10. The overall impression that we gained was that the business was a relatively new business where the VAT default resulted partly from very understandable ignorance, partly from a failure to anticipate fairly normal modest delays in settling invoices by customers, and partly the failure to negotiate any bank overdraft. We accept that the late payment by Gemini Devices was a factor, but it was a modest delay in paying a relatively small sum, and something that business should plan to accommodate.
11. We appreciate that the high turnover in the period, and the fact that the surcharge rate had reached 10% without the Appellant or Mr.
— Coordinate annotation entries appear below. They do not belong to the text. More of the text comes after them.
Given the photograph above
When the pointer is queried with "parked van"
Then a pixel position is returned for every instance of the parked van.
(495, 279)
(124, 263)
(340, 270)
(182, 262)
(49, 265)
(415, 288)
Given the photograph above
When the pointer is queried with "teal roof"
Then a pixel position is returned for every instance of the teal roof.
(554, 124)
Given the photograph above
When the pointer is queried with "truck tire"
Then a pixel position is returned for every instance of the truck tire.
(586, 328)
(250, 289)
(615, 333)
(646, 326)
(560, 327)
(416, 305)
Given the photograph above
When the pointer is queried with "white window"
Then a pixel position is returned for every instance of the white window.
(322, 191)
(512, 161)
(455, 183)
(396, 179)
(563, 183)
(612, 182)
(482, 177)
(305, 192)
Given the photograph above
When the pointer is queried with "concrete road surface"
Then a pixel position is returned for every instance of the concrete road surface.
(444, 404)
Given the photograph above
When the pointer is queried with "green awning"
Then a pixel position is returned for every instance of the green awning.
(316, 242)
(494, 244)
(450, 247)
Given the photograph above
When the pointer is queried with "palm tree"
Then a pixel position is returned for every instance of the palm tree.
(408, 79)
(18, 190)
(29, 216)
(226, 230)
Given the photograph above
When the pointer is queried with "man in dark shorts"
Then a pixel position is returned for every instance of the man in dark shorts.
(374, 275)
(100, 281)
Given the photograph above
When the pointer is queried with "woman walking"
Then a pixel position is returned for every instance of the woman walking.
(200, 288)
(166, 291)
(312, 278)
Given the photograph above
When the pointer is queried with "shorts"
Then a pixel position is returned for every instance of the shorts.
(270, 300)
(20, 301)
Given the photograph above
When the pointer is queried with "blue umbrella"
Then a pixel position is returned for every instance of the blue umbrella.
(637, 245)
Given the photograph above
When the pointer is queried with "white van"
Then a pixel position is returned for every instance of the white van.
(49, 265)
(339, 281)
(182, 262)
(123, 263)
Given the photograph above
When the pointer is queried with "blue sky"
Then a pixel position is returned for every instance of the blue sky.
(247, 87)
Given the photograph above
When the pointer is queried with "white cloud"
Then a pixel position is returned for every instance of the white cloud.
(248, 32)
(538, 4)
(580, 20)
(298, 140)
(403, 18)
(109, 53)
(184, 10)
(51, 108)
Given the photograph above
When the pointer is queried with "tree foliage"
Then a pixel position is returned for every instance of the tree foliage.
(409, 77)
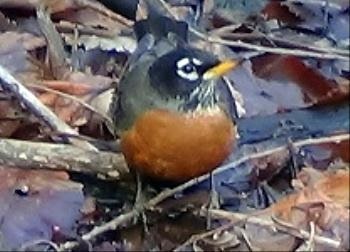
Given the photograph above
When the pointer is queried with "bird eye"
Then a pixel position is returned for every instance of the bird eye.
(189, 68)
(186, 70)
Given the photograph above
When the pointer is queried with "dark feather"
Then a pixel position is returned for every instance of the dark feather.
(159, 25)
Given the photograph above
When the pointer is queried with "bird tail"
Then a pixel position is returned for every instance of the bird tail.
(158, 24)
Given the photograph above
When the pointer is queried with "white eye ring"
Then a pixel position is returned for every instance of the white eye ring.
(182, 62)
(197, 62)
(192, 76)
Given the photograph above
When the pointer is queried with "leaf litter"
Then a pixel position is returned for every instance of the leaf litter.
(285, 188)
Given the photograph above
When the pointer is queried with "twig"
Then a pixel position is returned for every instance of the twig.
(253, 36)
(71, 97)
(286, 51)
(290, 229)
(241, 44)
(105, 11)
(28, 155)
(8, 82)
(276, 225)
(201, 236)
(56, 53)
(113, 224)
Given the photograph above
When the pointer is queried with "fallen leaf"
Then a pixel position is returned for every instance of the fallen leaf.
(35, 202)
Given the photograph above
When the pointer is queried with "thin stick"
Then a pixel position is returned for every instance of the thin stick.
(113, 224)
(241, 44)
(277, 225)
(25, 96)
(29, 155)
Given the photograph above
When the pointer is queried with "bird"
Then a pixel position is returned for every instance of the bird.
(173, 122)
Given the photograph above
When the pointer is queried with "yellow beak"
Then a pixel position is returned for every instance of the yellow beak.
(221, 69)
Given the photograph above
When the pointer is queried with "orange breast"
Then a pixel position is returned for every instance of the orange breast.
(176, 147)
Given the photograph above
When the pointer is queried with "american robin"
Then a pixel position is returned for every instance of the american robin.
(173, 122)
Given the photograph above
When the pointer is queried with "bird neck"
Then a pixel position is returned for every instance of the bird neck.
(204, 97)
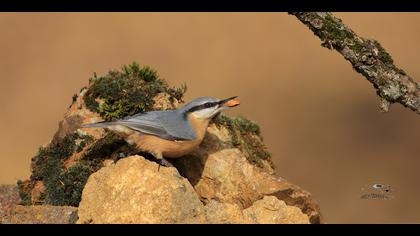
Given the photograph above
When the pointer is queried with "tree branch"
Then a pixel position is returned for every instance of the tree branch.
(367, 57)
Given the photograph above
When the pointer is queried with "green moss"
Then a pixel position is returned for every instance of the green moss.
(102, 149)
(358, 46)
(25, 196)
(74, 98)
(48, 166)
(120, 93)
(127, 92)
(69, 185)
(244, 133)
(332, 30)
(382, 54)
(91, 103)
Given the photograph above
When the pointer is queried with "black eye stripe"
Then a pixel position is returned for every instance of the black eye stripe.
(203, 106)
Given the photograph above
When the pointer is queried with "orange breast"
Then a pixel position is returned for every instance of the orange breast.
(169, 148)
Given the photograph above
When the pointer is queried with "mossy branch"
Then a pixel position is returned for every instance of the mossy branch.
(367, 57)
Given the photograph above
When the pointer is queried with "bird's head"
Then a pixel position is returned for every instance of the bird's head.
(208, 107)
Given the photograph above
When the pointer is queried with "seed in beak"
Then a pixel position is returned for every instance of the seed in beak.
(232, 103)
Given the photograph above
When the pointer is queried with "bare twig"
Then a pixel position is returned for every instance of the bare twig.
(367, 57)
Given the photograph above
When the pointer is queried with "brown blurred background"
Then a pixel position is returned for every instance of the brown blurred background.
(319, 118)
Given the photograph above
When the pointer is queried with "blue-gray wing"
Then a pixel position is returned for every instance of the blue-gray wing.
(170, 125)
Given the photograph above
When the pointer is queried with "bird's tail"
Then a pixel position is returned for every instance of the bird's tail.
(102, 124)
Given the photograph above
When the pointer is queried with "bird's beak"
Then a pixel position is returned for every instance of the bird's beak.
(230, 102)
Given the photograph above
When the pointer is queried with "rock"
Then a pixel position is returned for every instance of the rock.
(41, 215)
(271, 210)
(223, 213)
(230, 178)
(221, 172)
(134, 191)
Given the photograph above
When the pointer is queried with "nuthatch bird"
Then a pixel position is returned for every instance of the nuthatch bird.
(170, 133)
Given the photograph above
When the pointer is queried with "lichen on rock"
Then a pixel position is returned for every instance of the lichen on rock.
(231, 169)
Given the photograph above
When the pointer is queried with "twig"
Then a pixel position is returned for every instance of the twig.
(367, 57)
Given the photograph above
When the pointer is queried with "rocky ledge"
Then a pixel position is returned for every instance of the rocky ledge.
(93, 176)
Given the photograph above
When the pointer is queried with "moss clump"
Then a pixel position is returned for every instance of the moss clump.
(382, 54)
(245, 135)
(102, 149)
(24, 193)
(334, 31)
(69, 185)
(48, 166)
(127, 92)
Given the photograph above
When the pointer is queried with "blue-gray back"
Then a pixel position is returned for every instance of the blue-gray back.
(170, 124)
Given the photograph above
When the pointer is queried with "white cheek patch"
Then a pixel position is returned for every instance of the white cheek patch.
(204, 113)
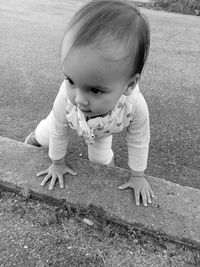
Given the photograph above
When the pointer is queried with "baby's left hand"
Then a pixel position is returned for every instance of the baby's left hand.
(140, 186)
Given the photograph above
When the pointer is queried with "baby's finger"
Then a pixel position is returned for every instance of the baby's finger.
(53, 180)
(144, 197)
(148, 195)
(46, 178)
(71, 171)
(61, 181)
(151, 193)
(42, 172)
(137, 197)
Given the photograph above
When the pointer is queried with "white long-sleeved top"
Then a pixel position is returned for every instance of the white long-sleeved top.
(130, 112)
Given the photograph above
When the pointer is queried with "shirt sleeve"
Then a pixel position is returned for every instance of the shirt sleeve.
(138, 136)
(59, 128)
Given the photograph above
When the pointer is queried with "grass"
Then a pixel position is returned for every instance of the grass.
(191, 7)
(34, 232)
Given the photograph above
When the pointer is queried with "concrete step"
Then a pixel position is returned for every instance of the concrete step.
(174, 214)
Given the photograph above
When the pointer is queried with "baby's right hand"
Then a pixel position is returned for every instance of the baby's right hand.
(55, 172)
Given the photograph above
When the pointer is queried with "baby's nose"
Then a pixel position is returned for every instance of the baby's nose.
(81, 98)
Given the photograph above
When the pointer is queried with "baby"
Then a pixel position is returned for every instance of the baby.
(103, 52)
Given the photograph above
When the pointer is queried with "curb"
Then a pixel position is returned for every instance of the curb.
(173, 216)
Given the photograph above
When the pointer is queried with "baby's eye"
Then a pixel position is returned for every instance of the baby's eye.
(95, 91)
(69, 80)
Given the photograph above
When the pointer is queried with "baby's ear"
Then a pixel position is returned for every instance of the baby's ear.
(131, 85)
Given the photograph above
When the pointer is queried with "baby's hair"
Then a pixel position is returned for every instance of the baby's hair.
(98, 20)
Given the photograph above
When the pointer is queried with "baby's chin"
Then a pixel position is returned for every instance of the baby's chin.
(95, 115)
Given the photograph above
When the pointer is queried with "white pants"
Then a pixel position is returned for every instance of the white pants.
(99, 152)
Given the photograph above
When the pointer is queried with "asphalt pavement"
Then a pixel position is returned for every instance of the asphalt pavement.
(31, 32)
(30, 79)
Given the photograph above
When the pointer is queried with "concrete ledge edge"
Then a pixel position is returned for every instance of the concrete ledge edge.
(158, 220)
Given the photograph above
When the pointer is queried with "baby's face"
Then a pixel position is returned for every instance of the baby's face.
(94, 84)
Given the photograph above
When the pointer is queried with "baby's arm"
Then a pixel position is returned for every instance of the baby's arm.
(58, 142)
(138, 137)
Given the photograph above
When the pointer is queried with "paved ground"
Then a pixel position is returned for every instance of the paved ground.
(30, 78)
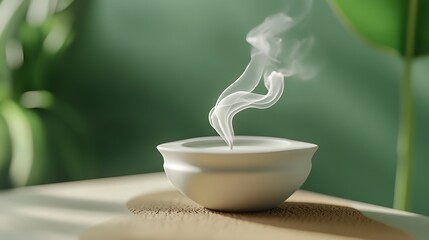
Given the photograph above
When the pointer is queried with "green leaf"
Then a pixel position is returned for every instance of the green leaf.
(383, 23)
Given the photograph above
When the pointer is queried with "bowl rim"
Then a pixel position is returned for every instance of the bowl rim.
(269, 145)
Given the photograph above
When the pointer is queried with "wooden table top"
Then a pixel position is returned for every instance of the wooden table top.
(147, 207)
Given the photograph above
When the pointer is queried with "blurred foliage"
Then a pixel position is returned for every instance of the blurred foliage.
(140, 73)
(398, 26)
(42, 138)
(383, 23)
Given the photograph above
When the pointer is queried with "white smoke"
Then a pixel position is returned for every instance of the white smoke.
(265, 63)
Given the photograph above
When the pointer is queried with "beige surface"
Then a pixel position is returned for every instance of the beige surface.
(170, 215)
(63, 211)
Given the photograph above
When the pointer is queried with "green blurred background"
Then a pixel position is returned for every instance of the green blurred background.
(140, 73)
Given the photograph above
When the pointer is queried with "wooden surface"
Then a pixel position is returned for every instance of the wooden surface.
(147, 207)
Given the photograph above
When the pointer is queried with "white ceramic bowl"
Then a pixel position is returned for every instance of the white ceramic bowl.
(259, 173)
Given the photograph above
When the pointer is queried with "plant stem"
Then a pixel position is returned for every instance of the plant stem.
(11, 13)
(404, 147)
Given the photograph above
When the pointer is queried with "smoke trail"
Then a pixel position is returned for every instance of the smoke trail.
(264, 63)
Watkins being aware of this, meant that the surcharge was a significant and serious charge for the company to bear. We have no jurisdiction of any sort to reduce it, however, and only jurisdiction to discharge it where we are satisfied that the Appellant had a reasonable excuse for late payment.
12. This Appeal is accordingly dismissed because our decision is that the modest late payment of £15,000 by Gemini Devices out of its total invoice debt of £25,000 did not constitute the sort of unmanageable major default by a dominant customer that can constitute a reasonable excuse for late payment.
13. This document contains full findings of fact and the reasons for our decision in relation to the appeal. Any party dissatisfied with the decision relevant to it has a right to apply for permission to appeal against it pursuant to Rule 39 of the Tribunal Procedure (First-tier Tribunal) Tax Chamber Rules 2009. The application must be received by this Tribunal not later than 56 days after this decision is sent to that party. The parties are referred to “Guidance to accompany a Decision from the First-tier Tribunal (Tax Chamber)” which accompanies and forms part of this decision notice.